Mr. Speaker, the way we treat the victims of rape in this country is a crime. Evidence that is collected at crime scenes often sits for years, sometimes beyond the statute of limitations, completely untouched by human hands. When that victim goes into a hospital emergency room, frequently they sit in triage with dozens of other people for hours at a time waiting to be examined by someone with no experience in such cases. With this legislation, we change both of those things.
More than 350,000 rape kits, evidence, sits on warehouse shelves throughout the country. We had as many as 16,000 in New York City, until the city began its own program of trying to analyze that evidence.
The technology exists, quite frankly, to match victims' DNA collected at crime scenes with those of criminals. We can make hits and we can often put people away; 154 cold cases have resulted in cases being solved, and in 204 more cases, we know who did it. And now it is just a matter of finding that perpetrator of a crime.
Can you imagine being a person who has been victimized in that way, having that crime scene created, having the evidence taken in the most invasive of ways, only to learn that it is sitting and sitting and sitting without any effort to analyze it.

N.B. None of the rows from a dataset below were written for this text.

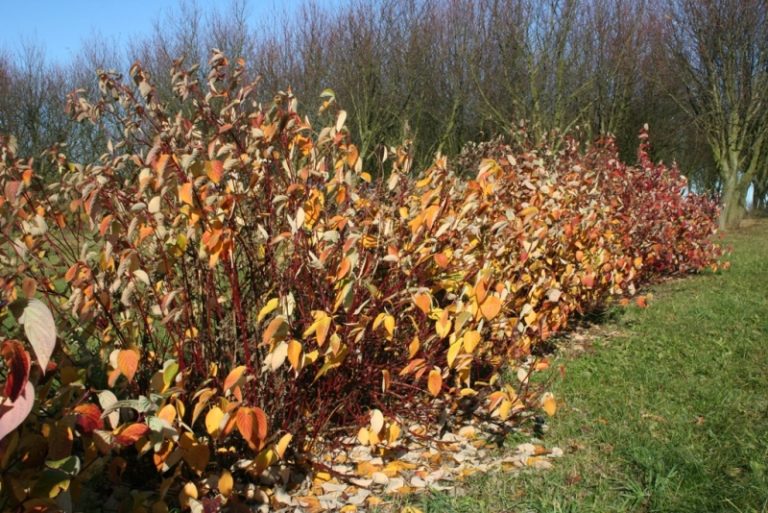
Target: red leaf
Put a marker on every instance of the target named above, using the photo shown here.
(17, 360)
(131, 434)
(13, 413)
(89, 417)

Why do we have this problem? One word, money. Now the Federal Government, for the second time in this House we are passing legislation to deal with that backlog, $75 million over the next 5 years.
For those of us who have become concerned that in the past money has been grabbed by the States, never makes it to the city, this allows cities to make direct applications. This is an opportunity for us to bring justice to thousands of women. This is an opportunity for us to allow women who have been victimized by rape not to be victimized a second time by a system that does not pay enough attention to it.
I would point out to my colleagues that one of the indexed crimes is going up while all the others is going down, and that is crimes against women, rape. That is because people who perpetrate rape, we know, do it again and again and again and again. One crime we solve may stop seven women from being victimized in the future. That is why these provisions are so important.
We all see DNA evidence through the lens of our own interests. I see it as both what my friend, the gentleman from Massachusetts (Mr. Delahunt), says and through my lens as someone who cares about civil liberties, but also wants these crimes solved.